Joaquín– like the epic poem by Rodolfo “Corky” Gonzales. “I am Joaquín/Lost in a world of confusion…I shed tears of anguish/as I see my children disappear/behind a shroud of mediocrity/never to look back to remember me.”

I am Joaquín, that name that has become the spirit of our every day struggle between economic prosperity and cultural retention – to retain a culture and not advance economically or to advance economically and lose a culture? Joaquín would say to obtain both.

Joaquín is remembrance; it’s culture, as Gustavo Esteva and Madhu Suri Prakash wrote, “Culture may be seen as memories. Ways of recalling establish fundamental differences between cultures…”

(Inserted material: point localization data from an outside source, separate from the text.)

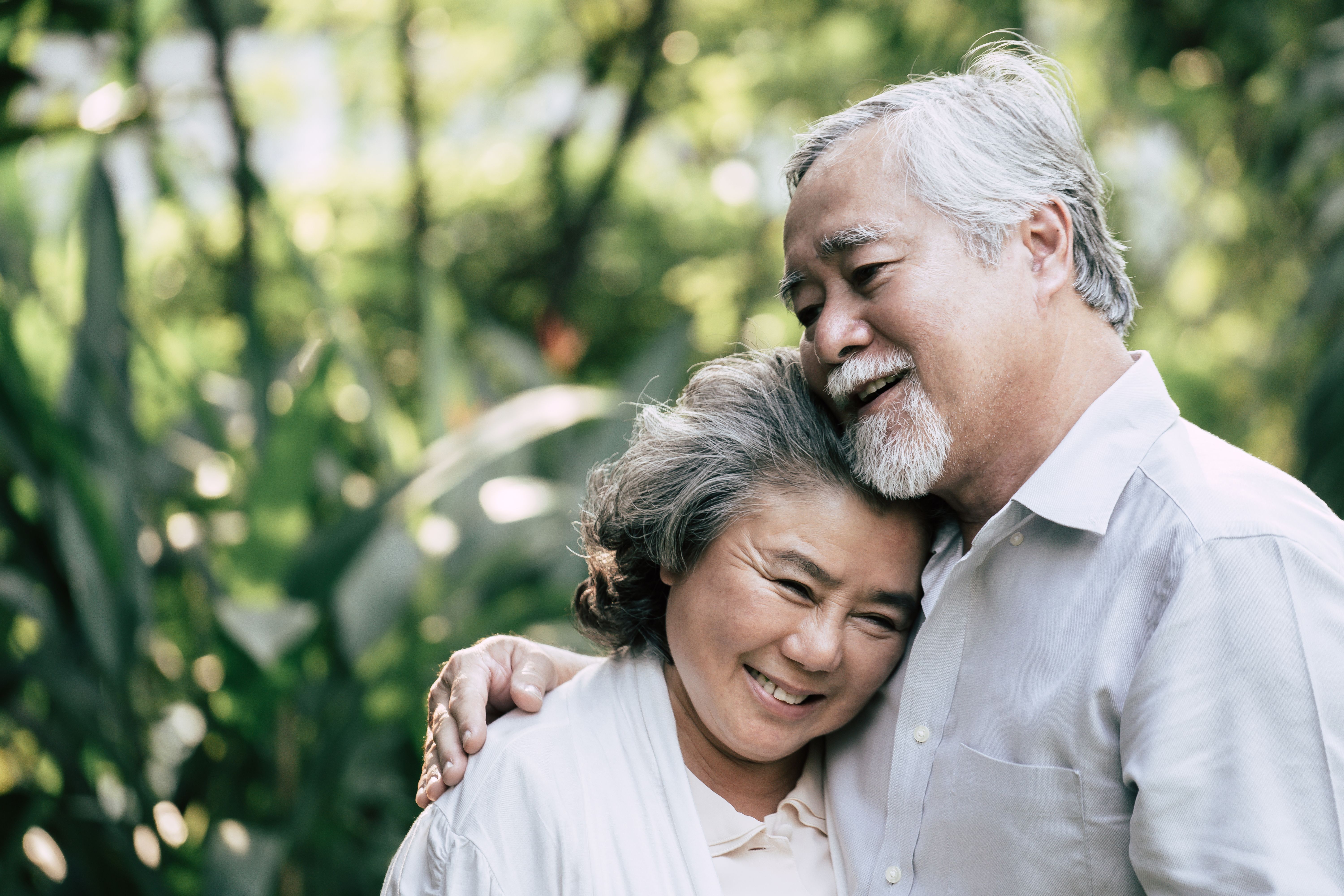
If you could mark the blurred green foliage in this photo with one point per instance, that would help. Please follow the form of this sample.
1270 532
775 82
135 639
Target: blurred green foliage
314 316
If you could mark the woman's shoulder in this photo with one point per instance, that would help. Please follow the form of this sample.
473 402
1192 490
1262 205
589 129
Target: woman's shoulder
534 753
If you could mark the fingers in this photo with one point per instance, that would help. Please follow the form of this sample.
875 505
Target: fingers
448 750
429 772
534 676
468 696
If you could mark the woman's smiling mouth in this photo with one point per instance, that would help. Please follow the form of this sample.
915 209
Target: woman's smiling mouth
788 703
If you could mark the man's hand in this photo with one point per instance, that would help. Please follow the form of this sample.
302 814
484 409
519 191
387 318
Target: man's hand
478 686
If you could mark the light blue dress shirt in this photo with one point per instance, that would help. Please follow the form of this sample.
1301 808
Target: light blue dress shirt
1134 682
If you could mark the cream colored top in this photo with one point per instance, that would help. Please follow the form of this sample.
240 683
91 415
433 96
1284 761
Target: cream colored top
786 855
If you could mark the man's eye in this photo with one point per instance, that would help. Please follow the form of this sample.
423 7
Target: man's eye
866 273
808 316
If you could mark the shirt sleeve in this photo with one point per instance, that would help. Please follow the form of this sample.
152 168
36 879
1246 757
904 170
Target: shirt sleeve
435 860
1233 729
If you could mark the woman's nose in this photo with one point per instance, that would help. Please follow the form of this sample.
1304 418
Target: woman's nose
815 647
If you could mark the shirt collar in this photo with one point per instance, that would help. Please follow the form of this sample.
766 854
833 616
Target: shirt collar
1081 481
726 828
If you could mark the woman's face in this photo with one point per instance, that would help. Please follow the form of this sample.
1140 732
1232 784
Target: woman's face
816 594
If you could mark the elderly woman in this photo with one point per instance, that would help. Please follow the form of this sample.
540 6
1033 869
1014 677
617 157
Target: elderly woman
753 597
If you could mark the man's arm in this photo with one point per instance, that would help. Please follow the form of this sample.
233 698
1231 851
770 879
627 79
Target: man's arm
1233 730
478 684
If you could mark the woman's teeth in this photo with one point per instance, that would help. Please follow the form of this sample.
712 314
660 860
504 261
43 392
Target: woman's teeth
877 386
776 691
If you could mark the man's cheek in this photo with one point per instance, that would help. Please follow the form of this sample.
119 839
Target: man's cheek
816 375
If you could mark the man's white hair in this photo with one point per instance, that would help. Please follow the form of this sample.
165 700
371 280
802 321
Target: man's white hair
986 150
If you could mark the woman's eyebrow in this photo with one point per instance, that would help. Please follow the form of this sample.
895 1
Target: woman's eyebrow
807 565
897 600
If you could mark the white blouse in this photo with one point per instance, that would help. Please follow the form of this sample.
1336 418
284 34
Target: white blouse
589 797
784 855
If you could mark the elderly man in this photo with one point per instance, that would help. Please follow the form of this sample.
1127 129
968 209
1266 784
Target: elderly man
1131 672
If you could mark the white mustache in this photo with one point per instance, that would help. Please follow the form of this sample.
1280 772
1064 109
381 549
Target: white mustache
864 369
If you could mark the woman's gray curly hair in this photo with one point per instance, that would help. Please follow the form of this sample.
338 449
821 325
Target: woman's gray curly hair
744 426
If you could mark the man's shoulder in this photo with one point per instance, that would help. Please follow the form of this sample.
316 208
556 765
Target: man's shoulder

Magón – like the writer and revolutionary Ricardo Flores Magón who in the early 1900s worked to spark a revolution in México and died in a jail cell in the United States. His words where an attempt to break from the past and form a new future in which all men and women where equal.

He worked tirelessly to spread his ideas and the ideas of a just society through a number of newspapers he either founded or edited. To that end, he always fought, he always struggled for something greater than himself.

And one might ask – why a different name? Why not simply Jesús Valenzuela? Well, Joaquín Magón is a part of Jesús. And I, as Jesús am composed of many other selves – the organizer, the son, the brother, etc. etc.

And, as you can imagine, they all get in the way when it’s their turn to get attention. So what better way to harness and allow one aspect of Jesús to flourish and grow than to give it its own name and identity and allow it to form on its own without the interference of the rest? In other words, to allow the pure sense of imagination to flourish fully without the criticism of the rest.

Naturally, the aspects cannot be completely independent of each other. In this instance Joaquín (the writer and photographer) is dependent on the organizer. Sounds crazy; and in reality it is. It’s an almost schizophrenic feeling to have a part of me rant for so much attention that it has to divide itself into a new identity to be able to exist.

And that self is Joaquín Magón –the one that remembers, the one that writes to not forget, the one that fights for justice with a pen.

In the end, I am I and I am Joaquín.